Perbedaan kebaya tradisional dan modern
Kebaya merupakan pakaian tradisional yang dipadupadankan dengan kain, batik, songket ataupun yang bercorak warna-warni. Kebaya tradisional identik dengan brokat, lengan dan kerah masih terikat dengan pakem-pakem ataupun hanya digunakan di daerah-daerah tertentu saja. Sedangkan kebaya modern didesain dengan tidak menghilangkan pakem (cutting), namun bisa dipadupadankan dengan kebutuhan pemakai, bahannya juga menjadi beragam serta bisa digunakan di berbagai acar baik formal ataupun santai.

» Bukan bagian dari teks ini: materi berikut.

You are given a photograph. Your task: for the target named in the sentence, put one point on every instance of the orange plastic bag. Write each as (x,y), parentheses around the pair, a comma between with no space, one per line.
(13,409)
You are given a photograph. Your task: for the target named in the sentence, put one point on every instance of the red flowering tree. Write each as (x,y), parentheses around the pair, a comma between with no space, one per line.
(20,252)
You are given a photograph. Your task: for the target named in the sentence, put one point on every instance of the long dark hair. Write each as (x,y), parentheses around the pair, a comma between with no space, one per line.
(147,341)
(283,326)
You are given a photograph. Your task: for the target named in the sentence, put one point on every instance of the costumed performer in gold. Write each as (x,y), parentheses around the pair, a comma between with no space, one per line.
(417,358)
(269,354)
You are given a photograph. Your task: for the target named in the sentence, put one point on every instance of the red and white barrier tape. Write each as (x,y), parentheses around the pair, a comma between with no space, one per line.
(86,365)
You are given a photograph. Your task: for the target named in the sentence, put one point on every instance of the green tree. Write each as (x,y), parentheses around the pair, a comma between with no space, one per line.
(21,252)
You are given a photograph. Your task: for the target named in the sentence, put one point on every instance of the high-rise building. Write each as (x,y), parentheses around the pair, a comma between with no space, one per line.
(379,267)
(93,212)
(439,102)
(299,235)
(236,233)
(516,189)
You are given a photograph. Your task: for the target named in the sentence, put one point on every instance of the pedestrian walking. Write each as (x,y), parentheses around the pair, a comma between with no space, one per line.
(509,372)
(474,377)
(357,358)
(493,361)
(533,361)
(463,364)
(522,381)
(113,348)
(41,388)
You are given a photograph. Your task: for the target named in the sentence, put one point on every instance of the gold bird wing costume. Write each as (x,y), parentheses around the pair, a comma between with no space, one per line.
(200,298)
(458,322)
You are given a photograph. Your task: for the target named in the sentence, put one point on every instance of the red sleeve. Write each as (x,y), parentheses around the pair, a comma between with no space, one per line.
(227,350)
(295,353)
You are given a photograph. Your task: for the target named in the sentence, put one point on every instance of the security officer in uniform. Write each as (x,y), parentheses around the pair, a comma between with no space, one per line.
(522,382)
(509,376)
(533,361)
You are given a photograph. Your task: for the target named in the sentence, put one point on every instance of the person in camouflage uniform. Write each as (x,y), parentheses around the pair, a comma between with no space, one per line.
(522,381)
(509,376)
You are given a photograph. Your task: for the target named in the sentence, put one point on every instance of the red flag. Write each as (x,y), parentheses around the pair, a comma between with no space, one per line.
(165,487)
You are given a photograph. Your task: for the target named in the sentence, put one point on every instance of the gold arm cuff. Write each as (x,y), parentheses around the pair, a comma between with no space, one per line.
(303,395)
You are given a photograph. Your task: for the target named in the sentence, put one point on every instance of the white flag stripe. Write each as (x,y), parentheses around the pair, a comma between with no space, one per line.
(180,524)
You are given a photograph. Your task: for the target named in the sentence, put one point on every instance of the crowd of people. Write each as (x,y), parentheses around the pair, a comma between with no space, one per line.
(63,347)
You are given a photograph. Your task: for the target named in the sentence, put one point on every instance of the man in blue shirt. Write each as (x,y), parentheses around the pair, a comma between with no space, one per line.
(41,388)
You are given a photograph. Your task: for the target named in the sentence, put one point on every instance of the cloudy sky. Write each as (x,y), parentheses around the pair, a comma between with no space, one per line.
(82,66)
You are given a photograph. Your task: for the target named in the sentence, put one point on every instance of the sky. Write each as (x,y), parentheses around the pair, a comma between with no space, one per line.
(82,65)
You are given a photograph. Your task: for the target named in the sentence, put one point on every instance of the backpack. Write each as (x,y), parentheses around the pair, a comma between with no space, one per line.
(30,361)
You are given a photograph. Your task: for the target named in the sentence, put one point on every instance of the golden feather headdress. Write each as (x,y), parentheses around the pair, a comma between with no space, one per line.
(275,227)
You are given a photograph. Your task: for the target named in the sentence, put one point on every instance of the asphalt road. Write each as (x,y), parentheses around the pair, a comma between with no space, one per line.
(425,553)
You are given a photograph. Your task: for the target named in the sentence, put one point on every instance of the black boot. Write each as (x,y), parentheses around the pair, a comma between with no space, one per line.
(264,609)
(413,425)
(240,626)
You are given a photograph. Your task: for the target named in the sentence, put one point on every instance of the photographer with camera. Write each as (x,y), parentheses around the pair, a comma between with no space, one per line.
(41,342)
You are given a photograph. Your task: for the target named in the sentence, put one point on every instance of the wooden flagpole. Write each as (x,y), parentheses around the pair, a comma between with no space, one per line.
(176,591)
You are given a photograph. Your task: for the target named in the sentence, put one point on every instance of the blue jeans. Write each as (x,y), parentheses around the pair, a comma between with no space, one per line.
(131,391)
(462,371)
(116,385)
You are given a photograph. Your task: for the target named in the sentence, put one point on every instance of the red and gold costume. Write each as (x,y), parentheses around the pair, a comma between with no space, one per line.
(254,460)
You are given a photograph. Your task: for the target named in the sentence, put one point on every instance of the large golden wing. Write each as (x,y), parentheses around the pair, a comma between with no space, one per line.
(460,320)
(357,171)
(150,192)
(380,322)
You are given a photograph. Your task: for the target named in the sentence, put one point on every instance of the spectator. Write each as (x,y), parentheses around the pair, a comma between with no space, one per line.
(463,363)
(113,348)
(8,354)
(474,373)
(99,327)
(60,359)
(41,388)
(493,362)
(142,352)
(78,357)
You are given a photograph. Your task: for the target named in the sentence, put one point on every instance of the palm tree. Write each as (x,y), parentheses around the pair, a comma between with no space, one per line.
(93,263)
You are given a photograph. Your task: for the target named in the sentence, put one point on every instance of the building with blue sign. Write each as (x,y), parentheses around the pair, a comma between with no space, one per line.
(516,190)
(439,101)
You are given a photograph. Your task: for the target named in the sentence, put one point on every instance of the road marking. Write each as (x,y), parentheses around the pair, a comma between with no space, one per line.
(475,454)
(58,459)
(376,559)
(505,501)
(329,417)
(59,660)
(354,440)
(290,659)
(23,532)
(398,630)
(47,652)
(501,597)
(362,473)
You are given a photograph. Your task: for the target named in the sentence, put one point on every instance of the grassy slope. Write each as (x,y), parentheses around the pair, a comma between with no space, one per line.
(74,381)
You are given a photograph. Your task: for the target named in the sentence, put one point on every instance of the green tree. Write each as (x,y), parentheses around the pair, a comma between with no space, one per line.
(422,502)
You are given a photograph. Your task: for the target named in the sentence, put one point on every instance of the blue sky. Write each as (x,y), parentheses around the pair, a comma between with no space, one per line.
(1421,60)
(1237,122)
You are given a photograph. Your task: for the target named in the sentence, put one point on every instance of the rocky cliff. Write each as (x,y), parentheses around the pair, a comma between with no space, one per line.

Upaya mendaftarkan budaya menjadi warisan budaya tak benda di UNESCO
Kebaya sebagai warisan busana Nusantara telah ada sejak ratusan tahun lalu. Kini keberadaan kebaya sudah saatnya diakui oleh dunia sebagai busana yang khas dengan beroleh pengakuan warisan dunia tak benda dari UNESCO agar tetap lestari. Pengakuan UNESCO ini akan diperoleh dengan cara yang tak mudah, harus melalui proses panjang. Untuk itu, lebih dulu harus diakui, kemudian diupayakan oleh berbagai kalangan pengampu budaya.
Langkah awal agar kebaya memperoleh pengakuan sebagai warisan budaya tak benda dari Indonesia didorong melalui gerakan “Kebaya Goes to UNESCO” sebagai bukti bahwa kebaya memperoleh dukungan luas dan terus berkembang mewarnai khazanah busana dunia.
Ketua Pertiwi Indonesia, Shinta Omar Anwar menyampaikan komitmennya untuk mendukung pelestarian budaya khususnya kebaya sebagai warisan leluhur bangsa. Shinta menyatakan bahwa seluruh cabang Pertiwi Indonesia di berbagai wilayah mendukung kebaya didaftarkan sebagai warisan budaya takbenda ke UNESCO (Kebaya Goes to UNESCO).
Ketua Umum Perempuan Berkebaya Indonesia (PBI) Rahmi Hidayati menambahkan bahwa proses pendaftaran usulan agar kebaya menjadi warisan budaya takbenda asal Indonesia ke UNESCO ini butuh dukungan semua pihak. “Saya senang kaum muda sekarang senang berkebaya,” imbuhnya yang pagi itu hadir dengan balutan kebaya bernuansa merah.
Komisi X DPR RI pun mendesak Kemendibudristek RI bekerja sama dengan Komunitas Kebaya melakukan kajian secara mendalam untuk memastikan inskripsi dari Kebaya yang akan didaftarkan ke UNESCO sebagai warisan budaya dunia dari Indonesia guna memperkuat pendaftaran secara single nomination, bukan multinational nomination.
Selain itu, Komisi X DPR RI juga mendorong pemerintah bekerja sama dan berkolaborasi dengan para pemangku kepentingan seperti komunitas kebaya dan komunitas budaya lainnya untuk melakukan langkah-langkah yang diperlukan dalam upaya menetapkan Hari Berkebaya Nasional.
Kemudian untuk mendukung proses pendaftaran tersebut, Komisi X DPR RI mendorong pemerintah untuk membuat strategi pemajuan kebudayaan yang berciri khas budaya indonesia, di mulai dari mendata, menggali, hingga menetapkan jenis-jenis budaya yang akan didaftarkan ke UNESCO.